Photo Essay

Deer Encounters

Deer Tapestry

I saw them my first night in Yosemite Valley in a tapestry hanging in a room at the Ahwahnee Hotel. The tapestry depicted deer feasting in a forest. It was a beautiful, if familiar, sight. Having grown up in Virginia, where white tailed deer can be as plentiful as blades of grass in a lush field, I'd seen deer numerous times. I used to draw them in elementary school, wearing down the white crayons to paint in the sunlight dappling on the babies. A deer was just a deer with no comparison to park giants like El Capitan, the sequoias, or even the bears. Or so I thought until the next morning.

They crossed the parking lot nibbling on apples and berries. Later I learned that they were mule deer which are larger than the white tailed deer of my youth. That morning I simply thought of them as deer with a capital "D," an archetype of nature, and royal in their bearing. They brushed by close enough to stir the air around all of us who watched with mouths open and cameras clicking away. Only the youngest children reached out to touch them.

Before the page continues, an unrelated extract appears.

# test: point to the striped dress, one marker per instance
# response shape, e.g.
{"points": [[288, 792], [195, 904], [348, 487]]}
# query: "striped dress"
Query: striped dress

It seems near impossible to convey through static images and words the majesty and grace of these creatures. They moved as if they walked in two worlds, theirs and ours, and they did so at a pace that evoked calm not only within me. Cameras clicking and whirring stopped as people simply reveled in the presence of something unique.

After a long while the deer raised their heads to the sky. Velvet-covered antlers glowed with morning sun, and brown hides appeared golden. Solid yet ephemeral at the same time, it seemed quite fitting when they crossed the street and melted into the meadow.